Onn Kee Restaurant’s chicken rice is the least famous of the two, but equally as good. I thoroughly enjoyed my chicken rice with a cup of herbal tea. But if you do pass by Ipoh town at night, you may most probably be sucked into Lou Wong Restaurant rather than Onn Kee Restaurant, just because it is much bigger, brighter and crowded… which is usually good enough evidence.

  • Member Rating 4 out of 5 by MythMin on September 23, 2006
Pusing Public Seafood Restaurant
The real culprit in luring us to the hill city of Ipoh is the Pusing Public Seafood Restaurant! Yes… we took a 3 hour car ride from the wonderful capital of Kuala Lumpur (where nearly the best of everything can be found) just to have dinner in this specific restaurant. Don’t ask me why we did it… it was merely a recommendation from a friend who told us that the Pusing Public Seafood Restaurant (or better known to the locals as Mun Choong) whips up the best prawn dishes.

I have heard stories that the Pusing Public Seafood Restaurant is so popular among the locals in Ipoh that it is packed every night. Not only do families come again and again for its good food, but wedding, birthday and anniversary celebrations are held here on a regular basis.

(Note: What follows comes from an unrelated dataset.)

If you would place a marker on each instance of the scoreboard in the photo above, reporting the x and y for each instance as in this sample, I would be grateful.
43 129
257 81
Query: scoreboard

Though the food served at the restaurant is rather on the pricey side, it does not seem to deter the locals from dropping by.

Our dinner reservations were booked for 6.30pm that night, with nearly 20 people in our group (yes, we drove all the way from Kuala Lumpur). We were lucky enough to get a private room all to ourselves, considering the fact that the restaurant was extremely crowded with people. I think there was some sort of celebration going on from the laughing and shouting from one end of the restaurant to the other.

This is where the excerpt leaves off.